耳の側面から耳朶へと触れていく手は、やはりとても熱かった。

「……いかないで。それだけ」

そう、たったそれだけ。
他にそれだけ欲しいものはなかったのに、悟って初めて思い知るのだ。

「……難しいな」

掴まえておかなくちゃ。
そう思って手を伸ばすと、いつも一歩手前で消えてしまうと。

鬼ごっこだって、そう。
私が捕まえることができたのは、きっと自分よりも大きな背中が止まったままでいてくれたから。
それにそもそも、私は鬼の経験はあまりなかった。

必死で何かを追いかけたことが、ずっとなかったんだ。

「言ったじゃないですか。私、絶対にあなたを諦めません。どんなに難しくたって、絶対に」

ぎゅっとしがみつけば、「調子がいいな」と笑う。本当にそうだ。
だって、私はこれまで逃げてばかりだった。

「そういえば、どうして邸に戻られたのですか? 途中で、お加減が悪くなったとか」

「いや。何となく、あいつの行動に気を配ってはいたのだ。ここ最近、特にお前のことを知りたがっていたからな」

最初は、覚えのある妹の頭を撫でるように。
次第に、赤くなった頬を隠す髪にちょっとだけ苛立つように、耳へと掛けるようにすかれた。

「……じゃ……もうお勤めに戻るのですか? 」

「お前にそうまで言われたら、戻る気も失せた。……まったく、女人は……というか、お前は恐ろしいな。兄でいては見れない顔が、こんなにもあるのか」

私だって、自分で信じられない。
でも、今は照れよりも、何が何でも離したくないという気持ちの方が勝っている。
いずれ失ってしまうかもしれないと思うと、怖くて怖くて――恥ずかしがっている暇などないと焦ってしまうから。

「……そういえば、一彰が言っていたのを思い出した」

それで、どうするつもりなのだと見上げれば、まるでたった今思い出したと嘘っぽく言った。

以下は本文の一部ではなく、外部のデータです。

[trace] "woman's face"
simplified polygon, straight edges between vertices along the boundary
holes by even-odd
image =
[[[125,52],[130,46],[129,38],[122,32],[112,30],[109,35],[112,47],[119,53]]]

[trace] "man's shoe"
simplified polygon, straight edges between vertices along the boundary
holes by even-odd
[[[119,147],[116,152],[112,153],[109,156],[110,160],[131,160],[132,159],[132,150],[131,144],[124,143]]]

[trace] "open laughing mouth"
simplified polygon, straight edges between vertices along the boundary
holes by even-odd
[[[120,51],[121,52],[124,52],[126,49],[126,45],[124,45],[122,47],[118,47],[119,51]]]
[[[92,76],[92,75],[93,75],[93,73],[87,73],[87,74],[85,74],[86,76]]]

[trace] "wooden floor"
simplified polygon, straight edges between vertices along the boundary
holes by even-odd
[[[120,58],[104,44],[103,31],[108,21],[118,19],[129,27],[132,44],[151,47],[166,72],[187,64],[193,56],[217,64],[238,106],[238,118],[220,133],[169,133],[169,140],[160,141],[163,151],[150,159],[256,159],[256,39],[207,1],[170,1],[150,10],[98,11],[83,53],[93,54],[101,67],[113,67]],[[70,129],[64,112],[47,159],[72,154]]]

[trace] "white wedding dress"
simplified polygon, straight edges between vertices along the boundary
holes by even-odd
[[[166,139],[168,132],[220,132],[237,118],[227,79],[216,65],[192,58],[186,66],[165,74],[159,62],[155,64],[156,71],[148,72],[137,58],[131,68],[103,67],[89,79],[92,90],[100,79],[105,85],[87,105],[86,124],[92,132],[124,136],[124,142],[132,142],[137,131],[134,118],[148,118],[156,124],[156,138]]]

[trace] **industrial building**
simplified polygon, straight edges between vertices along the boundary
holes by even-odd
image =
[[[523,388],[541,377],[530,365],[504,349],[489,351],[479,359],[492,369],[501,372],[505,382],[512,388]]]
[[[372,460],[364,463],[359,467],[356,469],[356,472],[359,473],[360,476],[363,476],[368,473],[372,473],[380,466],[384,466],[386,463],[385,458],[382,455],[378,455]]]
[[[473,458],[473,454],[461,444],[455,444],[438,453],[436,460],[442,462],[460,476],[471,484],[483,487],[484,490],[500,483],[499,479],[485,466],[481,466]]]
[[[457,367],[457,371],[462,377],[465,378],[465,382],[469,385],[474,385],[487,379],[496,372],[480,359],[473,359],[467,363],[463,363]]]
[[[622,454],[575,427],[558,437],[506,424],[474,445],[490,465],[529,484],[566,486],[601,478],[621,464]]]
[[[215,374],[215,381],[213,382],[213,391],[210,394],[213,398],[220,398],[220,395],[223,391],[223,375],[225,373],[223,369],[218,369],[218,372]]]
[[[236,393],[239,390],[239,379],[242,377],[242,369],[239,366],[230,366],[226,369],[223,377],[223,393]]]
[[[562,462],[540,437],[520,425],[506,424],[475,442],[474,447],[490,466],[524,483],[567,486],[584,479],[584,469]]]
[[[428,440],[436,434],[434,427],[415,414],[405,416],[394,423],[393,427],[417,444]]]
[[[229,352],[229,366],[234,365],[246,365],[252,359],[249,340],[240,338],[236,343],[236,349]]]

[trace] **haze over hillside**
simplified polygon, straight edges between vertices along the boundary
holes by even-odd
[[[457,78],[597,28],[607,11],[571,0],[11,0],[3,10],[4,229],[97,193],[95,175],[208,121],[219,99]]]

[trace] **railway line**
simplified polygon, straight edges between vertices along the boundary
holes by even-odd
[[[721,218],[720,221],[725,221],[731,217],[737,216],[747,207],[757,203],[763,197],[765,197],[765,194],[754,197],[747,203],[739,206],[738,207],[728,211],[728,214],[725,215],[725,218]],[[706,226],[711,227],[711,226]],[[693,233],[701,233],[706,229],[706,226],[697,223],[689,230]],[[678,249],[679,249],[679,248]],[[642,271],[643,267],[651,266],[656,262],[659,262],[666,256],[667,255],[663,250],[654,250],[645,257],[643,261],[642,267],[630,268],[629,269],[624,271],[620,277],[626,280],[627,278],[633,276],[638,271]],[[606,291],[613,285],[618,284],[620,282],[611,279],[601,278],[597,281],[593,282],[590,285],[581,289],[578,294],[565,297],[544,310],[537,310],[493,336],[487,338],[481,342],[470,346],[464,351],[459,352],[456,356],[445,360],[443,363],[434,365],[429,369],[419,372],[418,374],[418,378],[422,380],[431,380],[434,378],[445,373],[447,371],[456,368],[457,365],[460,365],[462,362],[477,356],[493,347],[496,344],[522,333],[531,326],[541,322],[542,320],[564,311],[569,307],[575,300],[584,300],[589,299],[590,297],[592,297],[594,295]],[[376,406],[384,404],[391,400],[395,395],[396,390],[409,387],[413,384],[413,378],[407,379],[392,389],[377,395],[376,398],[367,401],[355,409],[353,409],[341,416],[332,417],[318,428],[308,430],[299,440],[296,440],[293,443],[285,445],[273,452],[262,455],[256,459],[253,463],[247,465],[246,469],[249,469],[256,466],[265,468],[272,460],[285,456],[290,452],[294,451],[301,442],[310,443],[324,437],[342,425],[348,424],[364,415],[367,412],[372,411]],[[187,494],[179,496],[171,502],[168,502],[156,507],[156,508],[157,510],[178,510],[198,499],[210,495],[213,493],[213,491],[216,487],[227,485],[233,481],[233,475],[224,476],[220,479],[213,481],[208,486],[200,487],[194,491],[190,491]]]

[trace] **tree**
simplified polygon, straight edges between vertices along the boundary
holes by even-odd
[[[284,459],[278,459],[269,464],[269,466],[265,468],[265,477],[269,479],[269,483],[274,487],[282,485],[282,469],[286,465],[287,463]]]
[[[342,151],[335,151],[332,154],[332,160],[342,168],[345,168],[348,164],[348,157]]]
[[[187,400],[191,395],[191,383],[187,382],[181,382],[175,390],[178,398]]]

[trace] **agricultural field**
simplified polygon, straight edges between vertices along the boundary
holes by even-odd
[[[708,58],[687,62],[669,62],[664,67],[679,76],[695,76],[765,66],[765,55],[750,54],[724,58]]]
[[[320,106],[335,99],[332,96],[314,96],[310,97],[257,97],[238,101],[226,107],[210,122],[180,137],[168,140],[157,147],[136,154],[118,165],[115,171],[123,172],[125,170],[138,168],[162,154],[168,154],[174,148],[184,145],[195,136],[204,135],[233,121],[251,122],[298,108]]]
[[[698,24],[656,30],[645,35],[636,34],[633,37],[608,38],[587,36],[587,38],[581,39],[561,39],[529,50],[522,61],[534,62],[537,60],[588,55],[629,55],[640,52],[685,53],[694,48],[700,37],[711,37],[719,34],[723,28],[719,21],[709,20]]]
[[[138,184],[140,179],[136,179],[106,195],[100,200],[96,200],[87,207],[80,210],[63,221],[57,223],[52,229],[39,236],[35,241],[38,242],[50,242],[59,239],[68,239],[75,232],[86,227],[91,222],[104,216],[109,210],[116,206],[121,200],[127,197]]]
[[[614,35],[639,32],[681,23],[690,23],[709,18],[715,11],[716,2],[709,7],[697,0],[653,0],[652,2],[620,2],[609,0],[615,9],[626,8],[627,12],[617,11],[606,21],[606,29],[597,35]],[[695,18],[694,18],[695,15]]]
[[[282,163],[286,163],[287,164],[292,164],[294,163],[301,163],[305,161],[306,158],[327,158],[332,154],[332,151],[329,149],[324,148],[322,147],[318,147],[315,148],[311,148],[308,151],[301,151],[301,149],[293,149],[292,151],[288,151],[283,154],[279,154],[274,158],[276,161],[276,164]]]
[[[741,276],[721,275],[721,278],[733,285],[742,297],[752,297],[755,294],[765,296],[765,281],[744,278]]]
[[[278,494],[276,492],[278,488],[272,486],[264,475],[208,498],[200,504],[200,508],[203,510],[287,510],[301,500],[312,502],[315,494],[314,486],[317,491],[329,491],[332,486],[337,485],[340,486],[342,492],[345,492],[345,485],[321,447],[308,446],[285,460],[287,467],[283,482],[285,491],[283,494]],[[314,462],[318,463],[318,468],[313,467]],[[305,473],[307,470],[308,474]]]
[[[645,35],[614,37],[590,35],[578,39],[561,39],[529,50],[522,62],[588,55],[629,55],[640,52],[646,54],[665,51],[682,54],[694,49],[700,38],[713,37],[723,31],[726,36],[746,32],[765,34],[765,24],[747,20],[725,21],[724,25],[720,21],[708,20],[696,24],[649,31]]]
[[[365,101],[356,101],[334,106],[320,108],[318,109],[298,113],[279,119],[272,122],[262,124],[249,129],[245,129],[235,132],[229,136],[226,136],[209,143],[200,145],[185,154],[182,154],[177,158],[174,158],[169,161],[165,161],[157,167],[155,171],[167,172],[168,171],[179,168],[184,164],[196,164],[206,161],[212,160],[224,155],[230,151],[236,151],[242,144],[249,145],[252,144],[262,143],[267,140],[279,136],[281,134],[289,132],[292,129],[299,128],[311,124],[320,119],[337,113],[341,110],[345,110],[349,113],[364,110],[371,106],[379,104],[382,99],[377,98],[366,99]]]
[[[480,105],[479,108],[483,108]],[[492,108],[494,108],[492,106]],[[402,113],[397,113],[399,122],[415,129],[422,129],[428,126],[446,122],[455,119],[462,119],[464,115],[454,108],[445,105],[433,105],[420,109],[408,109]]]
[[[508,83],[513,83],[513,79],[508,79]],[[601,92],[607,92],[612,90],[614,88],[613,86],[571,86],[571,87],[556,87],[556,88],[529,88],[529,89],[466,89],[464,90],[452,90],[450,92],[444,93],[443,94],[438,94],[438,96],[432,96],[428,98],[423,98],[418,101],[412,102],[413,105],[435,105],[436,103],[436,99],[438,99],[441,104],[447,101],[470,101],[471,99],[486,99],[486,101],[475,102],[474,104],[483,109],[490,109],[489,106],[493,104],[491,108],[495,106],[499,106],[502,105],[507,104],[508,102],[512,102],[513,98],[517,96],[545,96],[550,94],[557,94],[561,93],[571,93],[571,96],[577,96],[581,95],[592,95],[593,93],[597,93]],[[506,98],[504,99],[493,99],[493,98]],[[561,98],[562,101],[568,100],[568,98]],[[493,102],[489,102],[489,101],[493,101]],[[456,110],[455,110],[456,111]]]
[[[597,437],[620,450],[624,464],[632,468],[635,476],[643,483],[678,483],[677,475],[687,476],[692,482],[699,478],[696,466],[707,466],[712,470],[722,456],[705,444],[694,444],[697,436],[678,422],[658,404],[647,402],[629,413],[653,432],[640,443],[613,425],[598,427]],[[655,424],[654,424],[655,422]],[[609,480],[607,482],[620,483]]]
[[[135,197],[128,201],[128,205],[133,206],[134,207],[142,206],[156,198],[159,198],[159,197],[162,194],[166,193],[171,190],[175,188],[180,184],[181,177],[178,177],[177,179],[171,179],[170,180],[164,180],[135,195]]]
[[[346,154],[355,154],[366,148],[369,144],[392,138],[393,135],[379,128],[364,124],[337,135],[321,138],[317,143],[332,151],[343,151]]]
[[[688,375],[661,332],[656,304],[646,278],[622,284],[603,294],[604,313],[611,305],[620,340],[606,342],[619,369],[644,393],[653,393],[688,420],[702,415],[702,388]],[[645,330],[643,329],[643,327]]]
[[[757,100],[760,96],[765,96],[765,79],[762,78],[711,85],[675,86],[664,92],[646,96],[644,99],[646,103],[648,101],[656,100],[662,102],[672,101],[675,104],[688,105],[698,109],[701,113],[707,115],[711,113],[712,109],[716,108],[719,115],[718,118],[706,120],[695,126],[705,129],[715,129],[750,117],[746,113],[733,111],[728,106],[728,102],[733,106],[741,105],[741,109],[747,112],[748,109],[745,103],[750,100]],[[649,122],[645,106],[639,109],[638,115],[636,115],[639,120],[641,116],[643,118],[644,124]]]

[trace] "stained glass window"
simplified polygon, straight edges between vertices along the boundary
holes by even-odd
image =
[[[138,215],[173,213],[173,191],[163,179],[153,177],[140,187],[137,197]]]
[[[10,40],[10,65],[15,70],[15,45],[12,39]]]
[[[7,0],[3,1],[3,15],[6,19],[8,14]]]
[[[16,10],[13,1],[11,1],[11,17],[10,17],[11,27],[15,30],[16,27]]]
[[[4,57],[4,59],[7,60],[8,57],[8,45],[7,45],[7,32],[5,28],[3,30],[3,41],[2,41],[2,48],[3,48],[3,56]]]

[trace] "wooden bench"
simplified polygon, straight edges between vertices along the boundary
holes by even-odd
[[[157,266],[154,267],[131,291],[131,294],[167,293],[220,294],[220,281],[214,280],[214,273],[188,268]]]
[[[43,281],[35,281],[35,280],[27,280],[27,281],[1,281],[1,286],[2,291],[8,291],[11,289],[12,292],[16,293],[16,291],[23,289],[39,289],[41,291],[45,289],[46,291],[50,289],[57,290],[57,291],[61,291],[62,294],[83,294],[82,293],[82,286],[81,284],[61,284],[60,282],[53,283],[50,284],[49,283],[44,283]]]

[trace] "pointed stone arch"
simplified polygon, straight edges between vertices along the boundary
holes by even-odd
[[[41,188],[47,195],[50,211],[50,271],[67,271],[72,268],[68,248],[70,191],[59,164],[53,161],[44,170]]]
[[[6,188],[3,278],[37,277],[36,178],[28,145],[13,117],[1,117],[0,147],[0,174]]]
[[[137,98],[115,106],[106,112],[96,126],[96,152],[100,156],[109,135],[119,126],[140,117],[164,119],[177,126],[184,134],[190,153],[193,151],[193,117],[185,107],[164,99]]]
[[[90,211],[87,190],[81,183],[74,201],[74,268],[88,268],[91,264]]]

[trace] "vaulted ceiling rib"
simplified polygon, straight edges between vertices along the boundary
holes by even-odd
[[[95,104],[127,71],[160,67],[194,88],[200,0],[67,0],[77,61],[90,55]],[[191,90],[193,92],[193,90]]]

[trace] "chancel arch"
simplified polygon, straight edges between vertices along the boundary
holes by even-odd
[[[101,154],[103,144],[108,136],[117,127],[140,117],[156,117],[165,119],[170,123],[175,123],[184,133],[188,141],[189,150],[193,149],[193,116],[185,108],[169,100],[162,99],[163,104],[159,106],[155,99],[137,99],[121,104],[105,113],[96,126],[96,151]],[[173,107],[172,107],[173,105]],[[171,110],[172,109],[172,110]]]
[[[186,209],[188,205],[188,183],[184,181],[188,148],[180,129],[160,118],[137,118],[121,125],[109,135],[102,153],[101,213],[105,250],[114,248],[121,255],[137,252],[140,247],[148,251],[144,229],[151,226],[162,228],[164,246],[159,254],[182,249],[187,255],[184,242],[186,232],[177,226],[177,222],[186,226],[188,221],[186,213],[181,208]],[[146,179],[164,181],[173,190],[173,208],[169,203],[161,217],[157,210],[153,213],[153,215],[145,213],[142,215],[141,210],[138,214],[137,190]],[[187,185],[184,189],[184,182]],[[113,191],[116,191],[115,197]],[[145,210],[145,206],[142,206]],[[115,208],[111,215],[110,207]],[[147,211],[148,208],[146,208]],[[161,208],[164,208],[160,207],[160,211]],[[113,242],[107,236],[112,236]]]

「今日は、あちらは方角が悪い。……つまり、方忌みだ」

嘘でしかあり得ない、嬉しい言い訳。
生真面目なこの人らしくなく、一瞬ぽかんとしてしまったけれど、クスクスと笑ってしまう。

「陰陽師殿が言うなら、仕方ありませんね」

「ああ。致し方ないことだ」

再び降りてきた唇は、先程よりも落ち着いて――どこか、とても急いている。
それでいて、やっぱり優しいのが私の涙を誘う。
それはまるで、どうせこの先、これほど悲しいことはないのだからと言われているようだ。
だからと言って、こんなにも溢れてしまえば、目を閉じたまま器用に拭ってくれる指先まで冷やしてしまう。

――本当に、そんな暇はないの。
どんなに赤く腫らしていたって、この目を必死で開いていなくちゃ。

もっともっと、ずっと――この温もりを感じていたい。
どうかお願いだから、こんなにも急がなくてもいいのだと教えて。
そう懇願する一方で、私もまた真っ白な世界に包まれながら、何も考えられずに急いているのだ。